Rihab Barhoom'a kurucusu olduğu "Kadınları ve  Çocukları Geliştirme Derneği"ni ve Filistin'de kadın hareketini sorduk:

"Derneğin adı "Kadın ve Çocukları Kalkındırma Derneği". Derneğin ana amacı kadınların kültürel, ekonomik ve sosyal açıdan desteklenmesi. Derneğin hedeflerinden biri de kadınlara istihdam sağlamak, iş olanaklarını araştırmak. Aynı zamanda annelerin bulunduğu atmosferden çıkmasını sağlamak, eğlendirici, kültürel, sosyal faaliyetler yürüterek kadınların evdeki atmosferden uzaklaşmalarını sağlamak. Taleplerimizden birisi sendikaların derneğimizle yardımlaşma içinde bulunmaları. Bu çalışmaları ancak sendikaların desteğiyle yürütebiliriz.
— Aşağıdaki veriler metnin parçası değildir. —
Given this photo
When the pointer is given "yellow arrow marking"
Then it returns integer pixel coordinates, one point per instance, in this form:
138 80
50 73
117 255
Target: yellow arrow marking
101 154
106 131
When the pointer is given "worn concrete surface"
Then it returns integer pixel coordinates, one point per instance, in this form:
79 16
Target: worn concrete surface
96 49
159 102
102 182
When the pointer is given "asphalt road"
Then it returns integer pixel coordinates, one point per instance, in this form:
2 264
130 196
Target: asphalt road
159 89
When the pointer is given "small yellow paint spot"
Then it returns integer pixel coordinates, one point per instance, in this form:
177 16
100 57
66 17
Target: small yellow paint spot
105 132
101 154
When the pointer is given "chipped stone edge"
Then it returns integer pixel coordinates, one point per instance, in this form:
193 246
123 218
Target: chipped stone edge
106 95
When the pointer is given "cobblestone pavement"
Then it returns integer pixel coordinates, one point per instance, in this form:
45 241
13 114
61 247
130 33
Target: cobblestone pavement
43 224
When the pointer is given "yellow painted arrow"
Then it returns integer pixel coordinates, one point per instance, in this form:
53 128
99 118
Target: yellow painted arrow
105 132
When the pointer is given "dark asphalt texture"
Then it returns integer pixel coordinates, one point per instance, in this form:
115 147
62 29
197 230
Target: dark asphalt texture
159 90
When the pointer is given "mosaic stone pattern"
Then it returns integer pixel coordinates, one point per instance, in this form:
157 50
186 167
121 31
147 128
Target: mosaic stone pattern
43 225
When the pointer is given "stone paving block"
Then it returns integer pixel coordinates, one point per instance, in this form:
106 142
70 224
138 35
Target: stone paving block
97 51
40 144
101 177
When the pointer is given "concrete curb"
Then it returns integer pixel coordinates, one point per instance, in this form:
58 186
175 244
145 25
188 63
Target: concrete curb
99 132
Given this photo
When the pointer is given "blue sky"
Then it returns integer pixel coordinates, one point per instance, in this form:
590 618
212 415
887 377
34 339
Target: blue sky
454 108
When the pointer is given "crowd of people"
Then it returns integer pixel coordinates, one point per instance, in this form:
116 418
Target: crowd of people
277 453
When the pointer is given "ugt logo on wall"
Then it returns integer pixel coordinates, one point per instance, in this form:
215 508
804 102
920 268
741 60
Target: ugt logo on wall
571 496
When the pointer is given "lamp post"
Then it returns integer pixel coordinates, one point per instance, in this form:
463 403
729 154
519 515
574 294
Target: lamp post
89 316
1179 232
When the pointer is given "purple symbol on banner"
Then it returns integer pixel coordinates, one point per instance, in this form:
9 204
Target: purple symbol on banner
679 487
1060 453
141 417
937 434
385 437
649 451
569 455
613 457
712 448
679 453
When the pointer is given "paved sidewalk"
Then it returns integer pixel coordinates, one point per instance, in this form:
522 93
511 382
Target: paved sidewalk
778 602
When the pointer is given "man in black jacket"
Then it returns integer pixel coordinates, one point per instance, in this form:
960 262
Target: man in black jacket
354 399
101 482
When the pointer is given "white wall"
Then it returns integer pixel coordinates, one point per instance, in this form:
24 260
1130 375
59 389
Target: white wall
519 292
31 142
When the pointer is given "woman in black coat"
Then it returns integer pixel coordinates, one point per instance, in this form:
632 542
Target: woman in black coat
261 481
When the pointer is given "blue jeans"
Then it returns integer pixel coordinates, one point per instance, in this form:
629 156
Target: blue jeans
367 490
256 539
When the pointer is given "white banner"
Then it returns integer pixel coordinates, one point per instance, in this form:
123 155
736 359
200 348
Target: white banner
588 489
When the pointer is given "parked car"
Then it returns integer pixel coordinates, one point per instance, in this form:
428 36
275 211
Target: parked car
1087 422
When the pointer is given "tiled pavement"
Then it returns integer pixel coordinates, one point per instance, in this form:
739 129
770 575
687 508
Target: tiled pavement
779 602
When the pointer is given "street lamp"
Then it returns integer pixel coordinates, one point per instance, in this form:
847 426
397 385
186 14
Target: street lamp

Ben kadın ve çocukların desteklenmesi konusunda gönüllü olarak on beş yıldır çalışıyorum. Derneğin kurulması fikri benden çıktı. Amacım, doğrudan kadınlarla çalışılabilecek bir yapı kurmak. Sendikadaki tecrübelerimi, daha önceki öğretmenlik tecrübelerimi toplum yararına kullanmak istiyorum. Kadın örgütleriyle, kadın birlikleriyle irtibatım var, dernek vasıtasıyla bağlantılarımı kadınlar yararına kullanmak ve tecrübelerimi sunmak; gençlik örgütlerinin kadın kollarıyla dayanışma, işbirliği geliştirmek, genç kızların bu birlikler tarafından desteklenmelerine yönelik faaliyetler yürütmek istiyorum.

Beytüllahim'de, kadınlar eşleri tarafından şiddete uğradığında onlara yardımcı olacak 17 kuruluşumuz var. Mesela bir olayda bir kadın eşi tarafından darp edilmişti, olayı protesto amacıyla adliye sarayını bir gün boyunca kapattık, basını da davet ettik. Ev içi şiddete maruz kalan bir kadın 17 kuruluşun oluşturduğu birliğe başvurduğunda, önce hangi resmi kanallara başvuracağı konusunda yönlendiririz, çünkü çoğu kadının bu konuda bilinci yok, ne yapacağını bilmiyor. Çoğu kadının avukat tutacak parası da yok, birlik olarak ücretsiz avukat da sağlıyoruz."